On July 4, 2014, the SEC Office of the Whistleblower rejected a claim made by an individual requesting a reward for assisting in the investigation. The SEC rejected the claim, asserting in the "Claimant did not provide information that led to the successful enforcement".

==Personal life==
Falcone is married with two children, and lives in New York City. In 1997, Falcone married Lisa Velasquez . Lisa was born in 1961 and grew up in Spanish Harlem and has an associate's degree from Pace University. In 1985, she went to Milan Italy to model. In 2008, she started a film production company, Everest Entertainment, and she has produced Mother and Child, 127 Hours, and Win Win.
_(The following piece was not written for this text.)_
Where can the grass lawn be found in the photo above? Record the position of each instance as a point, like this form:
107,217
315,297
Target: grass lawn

She is active in philanthropic causes, including the American Museum of Natural History and sits on the board of the New York City Ballet. In 2009, the couple reportedly donated $10 million to New York City's High Line project. They have twin daughters, Liliana and Carolina (born February 2005).

In 1999, Falcone built a house in Sag Harbor, New York, which he sold in 2005 for $1.57 million.

In 2008, Falcone bought a house on the Upper East Side, formerly owned by Jeremiah Milbank and later Bob Guccione, for $49 million. Also in 2008, Falcone bought a Saint Barthélemy villa for $39 million, which he sold in 2019.

Falcone's former chef, Brian Villanueva, sued Falcone over an allegedly hostile work environment and alleged racist remarks and they had settled out of court for $60,000. In 2020, Villaneuva filed a new lawsuit claiming to not have been paid the settlement, while Falcone claimed to not have the funds.

As of 2026, the New York State Department of Taxation and Finance listed Philip and Lisa Falcone as the top tax delinquents in the state.